Henning Schreiber

(University of Hamburg)

Processing constructions: corpus based approaches to linguistic analysis in language documentation

Limited grammatical description and missing data are the most frequent annoyances for typological analysis. In particular with regard to less studied linguistic phenomena, grammars provide only occasionally exactly the information and data of interest, sometimes due to a very theoretical orientation of the authors, sometimes due to terminology or because of the authors very special view on what is grammar. While Comrie and Smith (1977) and the grammar series targeted this issue by the proposal of a comprehensive typological questionnaire, Himmelmann (1998) and others developed the corpus oriented language documentation approach. The rationale behind language documentation is that extensive amounts of annotated collection of primary data from different text and discourse genres, with a strong reference to ethnographic description, are more valuable and sustainable sources in the sense that these corpus data will allow various analyses independent from the collectors’ interests and current trends in linguistic analysis. Though language description has also shifted from elicitation and grammaticality judgments to more frequency based analysis, the fundamental condition of all research is sound linguistic data annotation. Linguistic analysis itself appears, above all, thus in the language documentation framework as annotated data.
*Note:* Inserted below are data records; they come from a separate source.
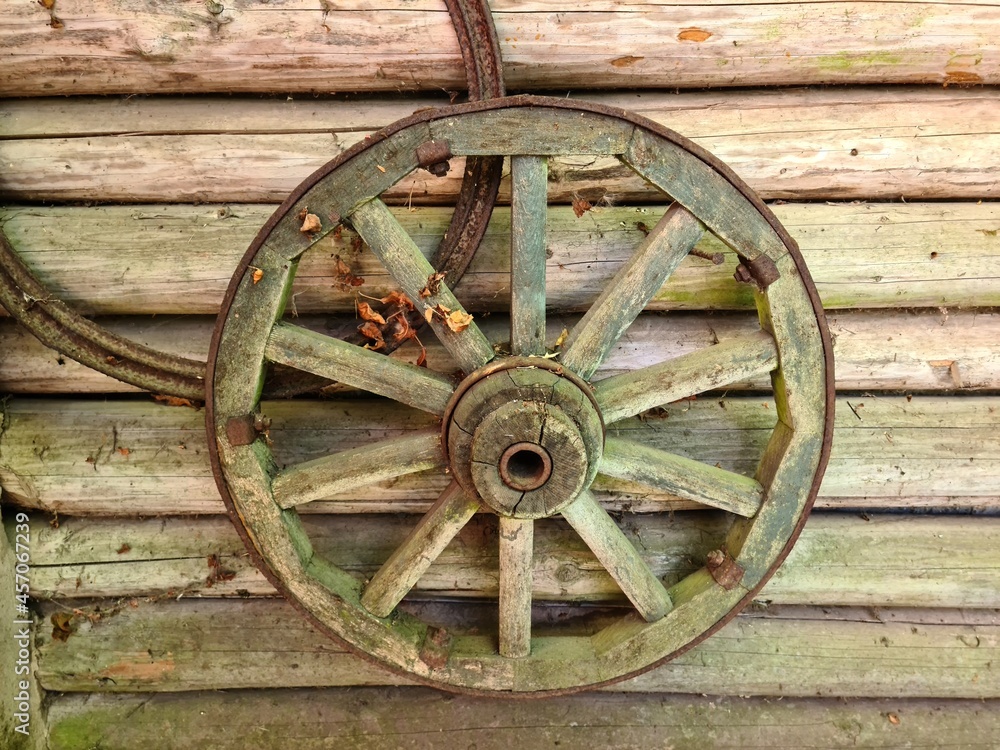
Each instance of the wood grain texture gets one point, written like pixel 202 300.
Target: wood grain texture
pixel 178 259
pixel 348 470
pixel 347 363
pixel 516 566
pixel 840 144
pixel 528 247
pixel 933 350
pixel 22 724
pixel 306 47
pixel 422 546
pixel 121 457
pixel 785 651
pixel 619 556
pixel 840 560
pixel 627 294
pixel 375 719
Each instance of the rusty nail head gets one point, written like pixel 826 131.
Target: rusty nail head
pixel 436 647
pixel 244 430
pixel 764 271
pixel 724 570
pixel 433 156
pixel 742 274
pixel 760 271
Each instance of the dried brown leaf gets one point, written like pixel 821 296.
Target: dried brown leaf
pixel 401 330
pixel 399 299
pixel 310 224
pixel 343 276
pixel 371 331
pixel 433 285
pixel 176 401
pixel 458 320
pixel 367 313
pixel 62 626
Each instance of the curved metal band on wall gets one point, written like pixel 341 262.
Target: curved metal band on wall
pixel 57 326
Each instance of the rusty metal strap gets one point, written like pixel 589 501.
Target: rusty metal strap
pixel 62 329
pixel 480 46
pixel 58 327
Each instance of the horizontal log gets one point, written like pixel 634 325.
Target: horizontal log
pixel 381 719
pixel 884 350
pixel 839 144
pixel 228 645
pixel 840 560
pixel 143 458
pixel 309 47
pixel 115 260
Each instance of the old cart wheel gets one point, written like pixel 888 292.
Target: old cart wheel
pixel 523 436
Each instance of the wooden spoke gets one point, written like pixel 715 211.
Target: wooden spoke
pixel 416 277
pixel 616 553
pixel 412 558
pixel 630 290
pixel 528 176
pixel 516 547
pixel 693 480
pixel 335 359
pixel 728 362
pixel 357 467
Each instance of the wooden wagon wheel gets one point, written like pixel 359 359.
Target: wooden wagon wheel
pixel 523 436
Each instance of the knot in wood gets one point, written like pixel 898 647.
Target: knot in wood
pixel 524 439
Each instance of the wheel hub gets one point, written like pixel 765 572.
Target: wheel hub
pixel 523 436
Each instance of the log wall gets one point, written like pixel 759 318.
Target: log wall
pixel 142 147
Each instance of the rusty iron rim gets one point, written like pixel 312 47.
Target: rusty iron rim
pixel 60 328
pixel 681 142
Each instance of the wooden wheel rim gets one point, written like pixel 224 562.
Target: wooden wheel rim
pixel 793 340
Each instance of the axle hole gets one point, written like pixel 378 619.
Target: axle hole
pixel 525 466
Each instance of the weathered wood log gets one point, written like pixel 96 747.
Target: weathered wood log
pixel 840 560
pixel 875 351
pixel 227 645
pixel 817 144
pixel 380 719
pixel 22 722
pixel 142 458
pixel 300 46
pixel 178 259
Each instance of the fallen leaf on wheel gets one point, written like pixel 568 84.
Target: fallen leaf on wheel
pixel 343 276
pixel 581 206
pixel 397 298
pixel 458 320
pixel 400 328
pixel 176 401
pixel 371 331
pixel 310 224
pixel 62 626
pixel 433 285
pixel 367 313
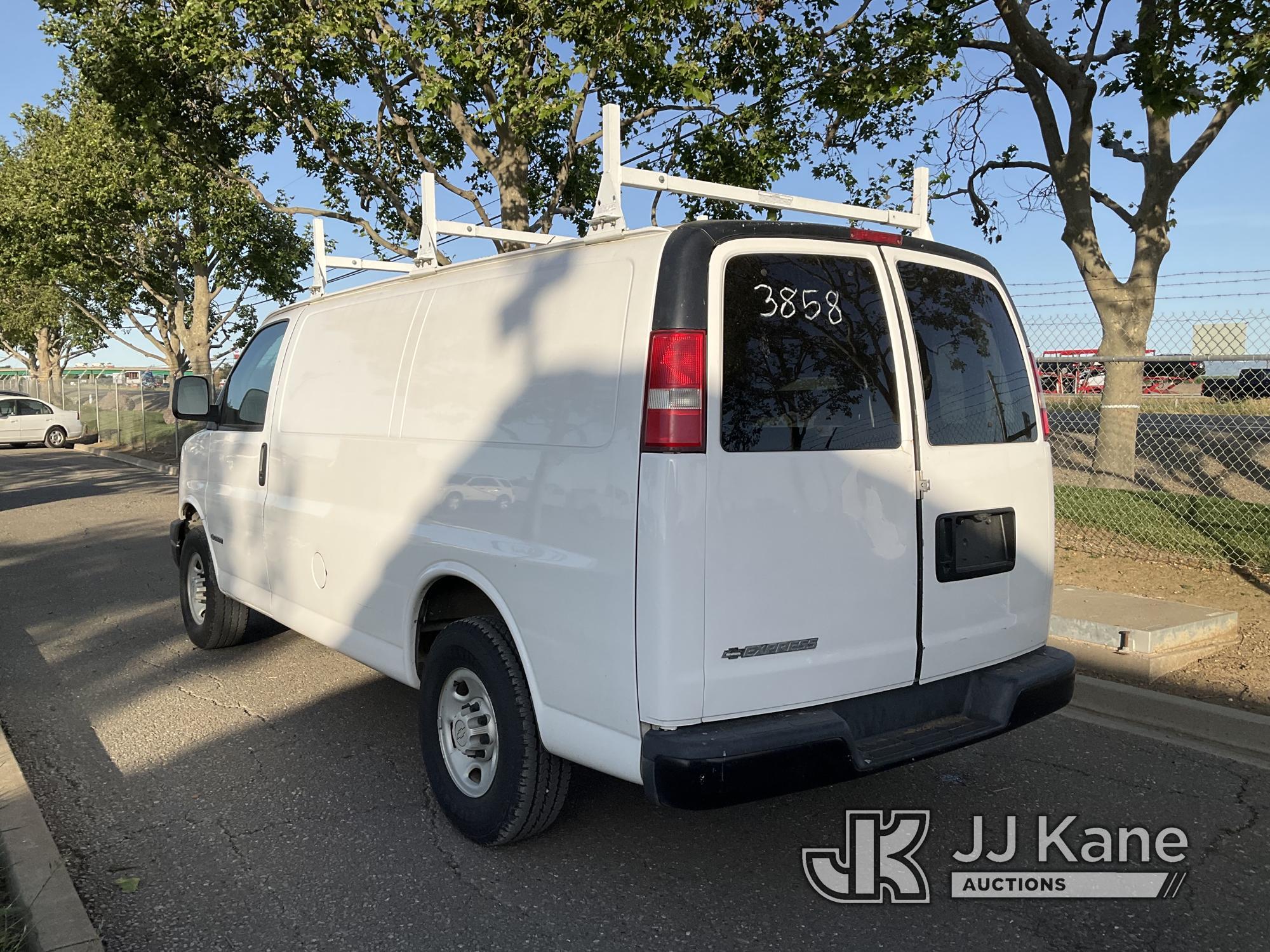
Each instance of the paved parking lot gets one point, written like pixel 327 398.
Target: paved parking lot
pixel 271 798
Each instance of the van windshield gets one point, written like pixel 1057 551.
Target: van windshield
pixel 807 356
pixel 975 378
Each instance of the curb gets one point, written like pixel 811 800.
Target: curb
pixel 1213 729
pixel 41 887
pixel 164 469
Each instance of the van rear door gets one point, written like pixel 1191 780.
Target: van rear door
pixel 987 493
pixel 812 558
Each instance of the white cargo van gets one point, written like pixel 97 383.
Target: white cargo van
pixel 761 507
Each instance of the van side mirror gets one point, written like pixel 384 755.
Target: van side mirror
pixel 192 400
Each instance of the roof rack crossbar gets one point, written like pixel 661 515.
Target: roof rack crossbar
pixel 609 215
pixel 426 258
The development of computer-aided techniques for data annotation such as ELAN, was also the result of a request for effective corpus oriented methods in this framework. Yet, corpus linguistics and language description are still very different in orientation and method. Corpus linguistics is not concerned with analysis of language specific features but with generic methods of processing natural language data. Training of statistical models by automatic Part of Speech taggers, for example, can hardly be applied for small scale corpora. Moreover, the outcome, the statistical language model, is useless for linguistic analysis and description. Nevertheless, since language documentation generally faces the challenge of describing as much data as possible with comparatively few resources in a limited period of time, effective computational bootstrapping methods are needed. With the use of NLTK or LingPy more flexible approaches have been recently developed and scripting languages such as Perl and Python are since long designed for rule based data processing.

We will present briefly our processing pipeline of the Kyanga/Shanga documentation project, which is based on regular expression rules implemented in Python. It will be shown that rule based approaches can be used at the same time for semi-automatic annotation of data and for speaker internal variation modelling and phonological analysis. We will also show how annotated data serve for the analysis of grammatical constructions.


Comrie, Bernard, and Norval Smith. 1977. Lingua descriptive studies: questionnaire. Lingua 42:1-72.

Himmelmann, Nikolaus P. 1998. Documentary and descriptive linguistics. Linguistics (36):161-195.